Market news
21.12.2022, 02:40

WTI crude oil stays firmer past $76.00 on softer US Dollar and hopes of more energy demand

  • WTI crude oil picks up bids to portray three-day uptrend.
  • US Dollar bears the burden of BOJ-inflicted bond selling.
  • Surprise fall in API inventories, upbeat headlines from China, Japan adds strength to the recovery moves.
  • Weekly EIA oil stockpiles, US CB Consumer Confidence eyed for fresh impulse.

WTI crude oil buyers jostle with a short-term key hurdle around $76.50 during the three-day uptrend on Wednesday morning. In doing so, the black gold cheers the broad-based US Dollar weakness, as well as cautious optimism in the market. Adding strength to the run-up could be the latest inventory data from the private data provider American Petroleum Institute (API).

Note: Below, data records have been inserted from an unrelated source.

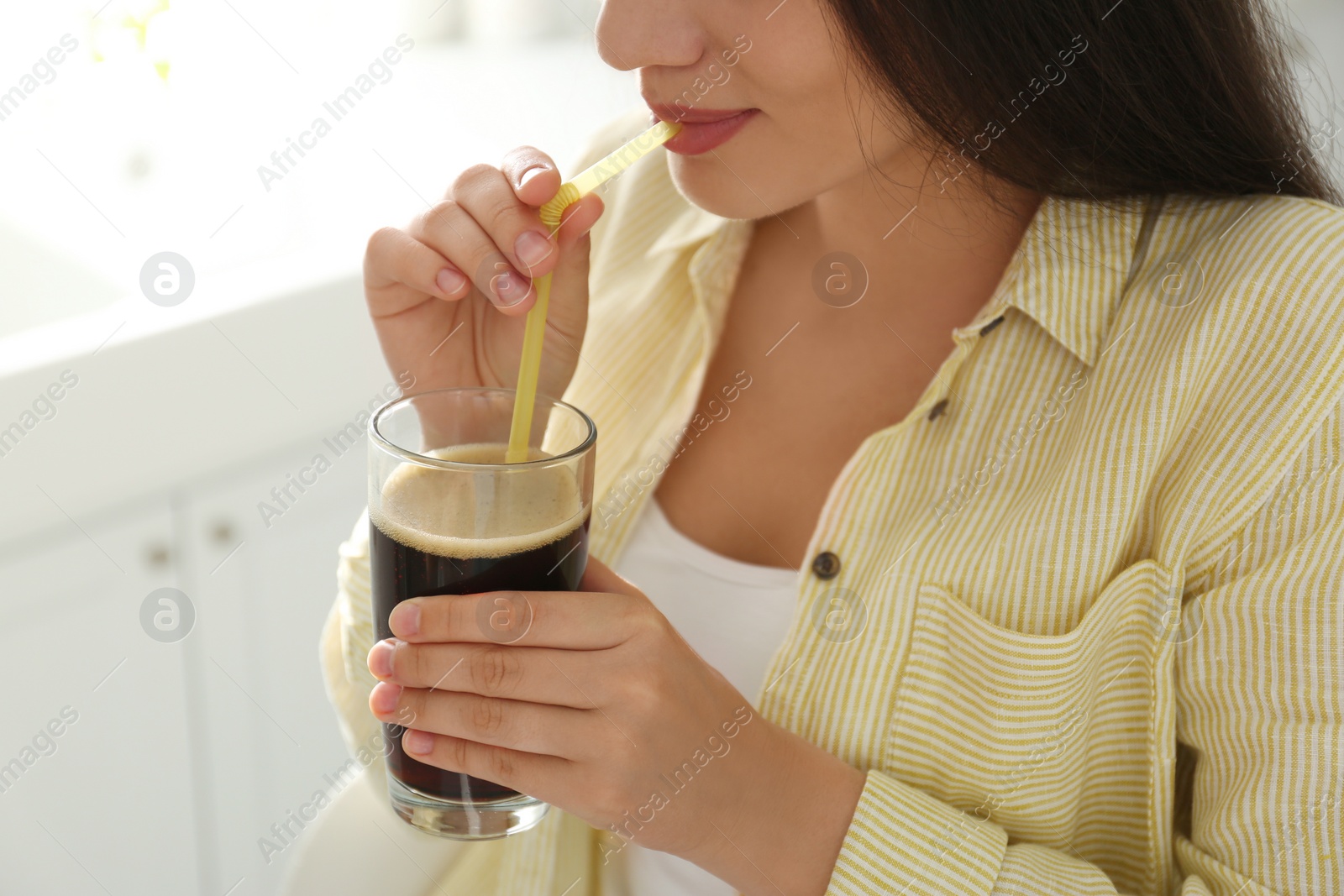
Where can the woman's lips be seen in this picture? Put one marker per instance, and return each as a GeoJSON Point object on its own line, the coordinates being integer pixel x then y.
{"type": "Point", "coordinates": [703, 129]}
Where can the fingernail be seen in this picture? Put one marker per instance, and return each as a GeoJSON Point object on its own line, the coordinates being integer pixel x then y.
{"type": "Point", "coordinates": [449, 281]}
{"type": "Point", "coordinates": [417, 741]}
{"type": "Point", "coordinates": [385, 696]}
{"type": "Point", "coordinates": [531, 248]}
{"type": "Point", "coordinates": [405, 620]}
{"type": "Point", "coordinates": [507, 288]}
{"type": "Point", "coordinates": [381, 658]}
{"type": "Point", "coordinates": [530, 174]}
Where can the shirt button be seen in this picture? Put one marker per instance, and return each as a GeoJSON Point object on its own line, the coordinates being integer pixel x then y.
{"type": "Point", "coordinates": [826, 566]}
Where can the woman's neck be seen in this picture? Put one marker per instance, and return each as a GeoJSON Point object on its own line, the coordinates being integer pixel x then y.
{"type": "Point", "coordinates": [918, 234]}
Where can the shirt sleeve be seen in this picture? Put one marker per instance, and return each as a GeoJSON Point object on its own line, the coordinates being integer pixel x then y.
{"type": "Point", "coordinates": [1260, 705]}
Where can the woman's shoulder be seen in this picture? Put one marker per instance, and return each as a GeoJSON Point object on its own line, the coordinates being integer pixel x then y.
{"type": "Point", "coordinates": [1263, 237]}
{"type": "Point", "coordinates": [1268, 270]}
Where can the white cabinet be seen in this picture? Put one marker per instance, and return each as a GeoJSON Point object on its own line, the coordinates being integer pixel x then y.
{"type": "Point", "coordinates": [185, 754]}
{"type": "Point", "coordinates": [108, 805]}
{"type": "Point", "coordinates": [262, 595]}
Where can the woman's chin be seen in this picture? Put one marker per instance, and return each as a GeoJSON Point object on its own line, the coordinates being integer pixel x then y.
{"type": "Point", "coordinates": [706, 181]}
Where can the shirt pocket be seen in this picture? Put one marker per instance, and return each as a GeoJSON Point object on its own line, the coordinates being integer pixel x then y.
{"type": "Point", "coordinates": [1063, 741]}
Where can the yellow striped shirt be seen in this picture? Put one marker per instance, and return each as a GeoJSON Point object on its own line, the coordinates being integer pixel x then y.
{"type": "Point", "coordinates": [1088, 622]}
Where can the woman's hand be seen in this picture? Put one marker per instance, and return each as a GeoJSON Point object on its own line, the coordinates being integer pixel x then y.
{"type": "Point", "coordinates": [449, 291]}
{"type": "Point", "coordinates": [591, 701]}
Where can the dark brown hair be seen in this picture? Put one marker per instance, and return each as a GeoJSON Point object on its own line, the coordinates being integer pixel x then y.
{"type": "Point", "coordinates": [1095, 98]}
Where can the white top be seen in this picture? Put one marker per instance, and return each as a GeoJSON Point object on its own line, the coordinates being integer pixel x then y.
{"type": "Point", "coordinates": [734, 614]}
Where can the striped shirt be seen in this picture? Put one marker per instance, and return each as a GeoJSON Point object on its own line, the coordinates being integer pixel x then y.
{"type": "Point", "coordinates": [1079, 616]}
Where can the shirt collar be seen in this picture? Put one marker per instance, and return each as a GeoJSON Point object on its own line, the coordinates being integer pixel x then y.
{"type": "Point", "coordinates": [692, 224]}
{"type": "Point", "coordinates": [1068, 273]}
{"type": "Point", "coordinates": [1072, 268]}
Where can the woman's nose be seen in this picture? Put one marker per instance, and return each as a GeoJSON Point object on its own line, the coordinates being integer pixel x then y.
{"type": "Point", "coordinates": [640, 34]}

US crude oil inventories fell by about 3.1 million barrels in the week ended December 16, according to market sources citing American Petroleum Institute figures per Reuters. The private oil stockpile data previously marked an increase in inventories by 7.819 million barrels.

US Dollar Index (DXY) dropped the most in a week the previous day, steady around 104.00 by the press time, as the greenback traders feared less Japanese bond-buying of the US Treasury bonds due to the BOJ action. Japan is the biggest holder of the US Treasury bonds and the latest move allows Tokyo to put more funds into the nation than letting it flow outside. That said, the 10-year counterpart rose more than the two-year ones and hence reduced the yield curve inversion that suggests the odds of the recession.

Elsewhere, hopes of China’s more investment, due to the World Bank’s cutting of growth forecasts for the dragon nation and the policymakers’ readiness to battle the recession fears, favored the market sentiment. On the same line could be the US Senate’s advancement of the $1.66 trillion government spending bill, as well as Japan’s upbeat economic forecasts.

Amid these plays, the US 10-year Treasury yields grind near a three-week high of 3.69% while the two-year bond coupons stay firmer around 4.26% by the press time. Further, Wall Street closed in green and allow stocks in the Asia-Pacific bloc to print mild gains of late. Additionally, yields on the two-year Japanese Government Bonds (JGBs) rose beyond 0.0% for the first time since 2015.

Looking forward, the official oil stockpile from the Energy Information Administration (EIA) for the week ended on December 16, which previously showed an addition of 10.231 million barrels, will be important for immediate directions. On the same line will be the US Conference Board (CB) Consumer Confidence figures for December, expected at 101.00 versus 100.00 prior.

Technical analysis

A daily closing beyond a seven-week-old descending resistance line, near $76.50 by the press time, becomes necessary for the WTI bulls to keep the reins.